Thoughts on Advanced .NET Debugging book

Here are some thoughts on Advanced .NET Debugging book.

The book is written from software development point of view. Examples reference to source code. Information is used in debugging examples taken from source code and from debugging symbol files. Therefore some examples are not applicable on binaries without source code information.

Most of the debugging examples rely on SOS and SOSEX Windbg plugins. Online help for those plugins are already available, and this book doesn't seem to add new information to them, albeit it demonstrates examples with snippet copied from Windbg command window.

ILDasm is a great tool but there is so little about it in this book. Particularly, I'd like to see, for example, that the information extracted from binaries by ILDasm can be used during debugging; a kind of guide to use statically acquired information during dynamic analysis.

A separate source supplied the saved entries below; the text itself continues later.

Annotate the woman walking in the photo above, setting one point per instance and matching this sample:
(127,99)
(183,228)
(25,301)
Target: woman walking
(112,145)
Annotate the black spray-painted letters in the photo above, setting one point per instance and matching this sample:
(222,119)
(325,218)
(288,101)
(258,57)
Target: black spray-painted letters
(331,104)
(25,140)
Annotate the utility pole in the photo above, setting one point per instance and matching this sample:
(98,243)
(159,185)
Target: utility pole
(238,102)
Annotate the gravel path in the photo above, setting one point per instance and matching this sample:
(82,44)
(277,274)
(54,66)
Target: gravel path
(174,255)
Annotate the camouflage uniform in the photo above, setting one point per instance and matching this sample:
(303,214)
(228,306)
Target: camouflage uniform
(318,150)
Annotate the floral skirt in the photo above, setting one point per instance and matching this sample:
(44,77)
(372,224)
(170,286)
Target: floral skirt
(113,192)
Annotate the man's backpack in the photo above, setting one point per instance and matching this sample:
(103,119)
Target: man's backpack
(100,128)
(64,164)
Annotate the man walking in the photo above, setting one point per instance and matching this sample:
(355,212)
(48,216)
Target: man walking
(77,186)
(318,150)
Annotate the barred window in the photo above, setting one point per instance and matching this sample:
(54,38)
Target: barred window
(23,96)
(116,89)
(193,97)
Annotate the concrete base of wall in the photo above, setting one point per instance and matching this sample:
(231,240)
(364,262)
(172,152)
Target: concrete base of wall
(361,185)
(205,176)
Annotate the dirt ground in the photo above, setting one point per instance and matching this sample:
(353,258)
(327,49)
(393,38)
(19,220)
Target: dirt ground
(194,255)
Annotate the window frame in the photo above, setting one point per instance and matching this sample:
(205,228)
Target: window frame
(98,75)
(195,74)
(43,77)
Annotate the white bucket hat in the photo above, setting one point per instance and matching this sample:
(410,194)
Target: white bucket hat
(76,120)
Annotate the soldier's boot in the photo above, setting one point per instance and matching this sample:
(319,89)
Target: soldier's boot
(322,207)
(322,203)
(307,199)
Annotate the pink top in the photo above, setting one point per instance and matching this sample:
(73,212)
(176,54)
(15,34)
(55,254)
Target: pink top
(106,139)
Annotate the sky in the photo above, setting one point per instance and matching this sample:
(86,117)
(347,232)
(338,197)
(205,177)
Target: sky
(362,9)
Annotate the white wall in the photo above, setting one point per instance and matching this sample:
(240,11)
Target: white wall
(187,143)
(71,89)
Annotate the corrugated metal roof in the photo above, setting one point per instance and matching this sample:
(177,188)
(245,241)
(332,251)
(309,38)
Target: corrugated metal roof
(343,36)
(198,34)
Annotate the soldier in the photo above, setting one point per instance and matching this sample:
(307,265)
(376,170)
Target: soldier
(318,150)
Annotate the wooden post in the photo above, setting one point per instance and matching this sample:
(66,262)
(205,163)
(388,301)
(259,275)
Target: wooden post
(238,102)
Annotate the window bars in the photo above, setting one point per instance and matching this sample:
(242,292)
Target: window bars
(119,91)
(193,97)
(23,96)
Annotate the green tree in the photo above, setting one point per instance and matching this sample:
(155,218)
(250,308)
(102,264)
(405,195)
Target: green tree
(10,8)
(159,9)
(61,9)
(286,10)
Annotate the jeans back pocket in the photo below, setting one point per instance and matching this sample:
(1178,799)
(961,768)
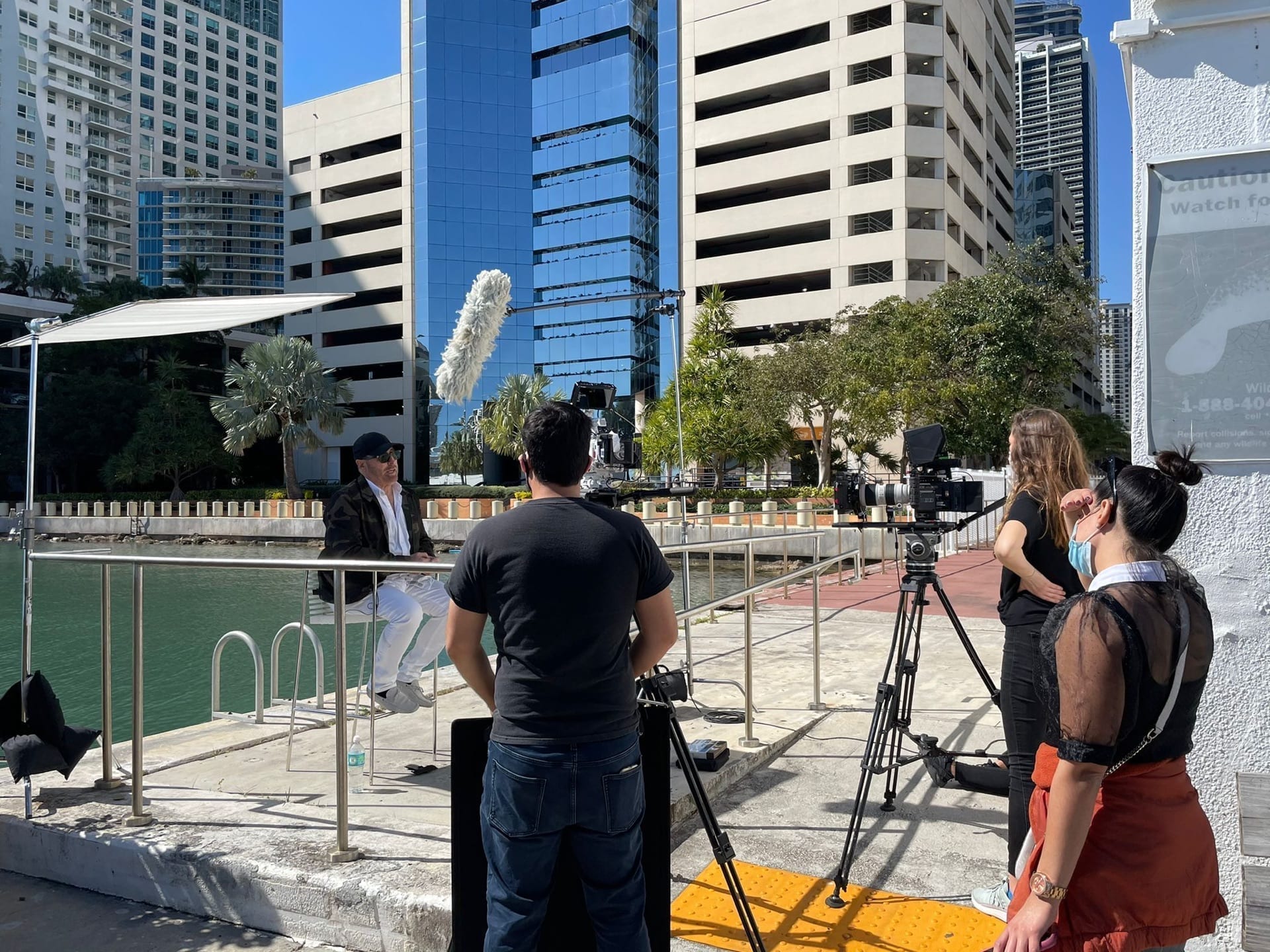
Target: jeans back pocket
(624,797)
(513,804)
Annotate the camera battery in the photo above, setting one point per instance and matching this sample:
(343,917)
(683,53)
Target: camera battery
(709,754)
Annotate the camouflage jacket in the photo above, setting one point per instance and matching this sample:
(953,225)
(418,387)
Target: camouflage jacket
(356,530)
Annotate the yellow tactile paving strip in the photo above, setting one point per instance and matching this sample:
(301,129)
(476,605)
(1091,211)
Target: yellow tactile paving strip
(792,916)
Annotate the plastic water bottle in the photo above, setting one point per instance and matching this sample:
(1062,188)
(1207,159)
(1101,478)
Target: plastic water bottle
(356,766)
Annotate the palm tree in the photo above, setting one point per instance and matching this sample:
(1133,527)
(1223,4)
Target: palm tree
(517,397)
(281,390)
(19,277)
(60,284)
(190,274)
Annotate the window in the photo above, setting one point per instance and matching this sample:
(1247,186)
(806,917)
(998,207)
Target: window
(873,273)
(872,222)
(873,121)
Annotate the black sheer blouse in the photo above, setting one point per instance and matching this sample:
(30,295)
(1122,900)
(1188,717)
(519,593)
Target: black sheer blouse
(1108,660)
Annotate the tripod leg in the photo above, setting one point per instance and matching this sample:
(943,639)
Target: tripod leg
(994,691)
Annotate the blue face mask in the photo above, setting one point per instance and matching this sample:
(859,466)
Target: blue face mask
(1081,554)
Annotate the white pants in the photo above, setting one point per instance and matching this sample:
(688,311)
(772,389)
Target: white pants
(404,602)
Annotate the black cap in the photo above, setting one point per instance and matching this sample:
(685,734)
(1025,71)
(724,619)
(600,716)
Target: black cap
(371,444)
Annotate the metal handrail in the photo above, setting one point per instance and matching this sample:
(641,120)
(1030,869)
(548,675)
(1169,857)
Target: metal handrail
(343,852)
(216,674)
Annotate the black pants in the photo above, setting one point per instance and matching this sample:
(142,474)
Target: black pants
(1024,720)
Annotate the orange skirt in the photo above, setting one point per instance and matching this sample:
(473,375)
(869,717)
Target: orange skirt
(1147,876)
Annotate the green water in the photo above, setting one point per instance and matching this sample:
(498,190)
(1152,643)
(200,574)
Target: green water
(186,614)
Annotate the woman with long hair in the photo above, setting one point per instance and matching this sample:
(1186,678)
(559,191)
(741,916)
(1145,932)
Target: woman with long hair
(1047,462)
(1123,856)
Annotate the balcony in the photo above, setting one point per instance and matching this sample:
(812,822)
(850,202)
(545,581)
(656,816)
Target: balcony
(111,12)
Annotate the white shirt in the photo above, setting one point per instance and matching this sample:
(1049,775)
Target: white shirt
(1128,571)
(399,536)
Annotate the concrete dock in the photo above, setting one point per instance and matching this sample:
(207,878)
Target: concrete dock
(239,838)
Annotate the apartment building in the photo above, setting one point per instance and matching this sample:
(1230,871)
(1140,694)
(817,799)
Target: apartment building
(230,225)
(840,153)
(347,202)
(1115,360)
(1057,110)
(103,92)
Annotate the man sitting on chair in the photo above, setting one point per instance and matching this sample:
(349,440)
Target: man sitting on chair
(376,517)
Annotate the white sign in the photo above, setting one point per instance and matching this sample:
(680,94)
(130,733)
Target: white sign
(1208,306)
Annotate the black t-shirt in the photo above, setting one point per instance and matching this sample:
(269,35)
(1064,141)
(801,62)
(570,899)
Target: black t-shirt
(1019,606)
(560,579)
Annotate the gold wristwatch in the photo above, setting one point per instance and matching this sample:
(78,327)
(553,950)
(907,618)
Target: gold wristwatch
(1044,888)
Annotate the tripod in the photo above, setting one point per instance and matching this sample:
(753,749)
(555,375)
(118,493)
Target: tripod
(652,688)
(893,709)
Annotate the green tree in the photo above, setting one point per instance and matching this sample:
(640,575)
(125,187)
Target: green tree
(1100,434)
(281,390)
(175,437)
(190,274)
(60,284)
(517,397)
(981,348)
(19,276)
(460,451)
(728,416)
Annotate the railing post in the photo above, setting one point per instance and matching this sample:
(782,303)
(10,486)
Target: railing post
(817,705)
(140,818)
(748,740)
(343,853)
(107,779)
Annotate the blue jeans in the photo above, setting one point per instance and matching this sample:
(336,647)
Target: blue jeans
(534,795)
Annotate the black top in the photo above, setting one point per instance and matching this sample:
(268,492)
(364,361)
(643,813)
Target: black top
(356,530)
(560,579)
(1108,662)
(1017,606)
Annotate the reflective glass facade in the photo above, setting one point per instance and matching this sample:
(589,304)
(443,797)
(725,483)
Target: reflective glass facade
(596,192)
(473,184)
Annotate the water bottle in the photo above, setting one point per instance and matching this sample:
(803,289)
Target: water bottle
(356,766)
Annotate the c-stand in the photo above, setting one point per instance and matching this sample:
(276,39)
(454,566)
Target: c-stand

The author describes some low-level structures in an accessible manner, but some topics aren't discussed while others are overwhelmed with theory. There is very little information about IL instructions, however I'd expect more on that because that's a key area to understand to effectively debug .NET programs.

The author doesn't go beyond a certain point when discussing certain topics, for example, it's not discussed how the code generation works that would be useful to match IL code blocks to their native counterparts. (MSDN describes how can be done this via profiler or debugging interfaces of .NET Framework.)

The figures about internal structures or flow charts, etc. seem to be simple and easy to follow them, I liked these parts.

I particularly liked the Managed Heap and Garbage Collection chapter.

If you're an engineer who wants to troubleshoot software failures this book is a good one to start with. However, if you're a reverse engineer who wants to debug binaries without having debug or source information available you might need an other book with different approach.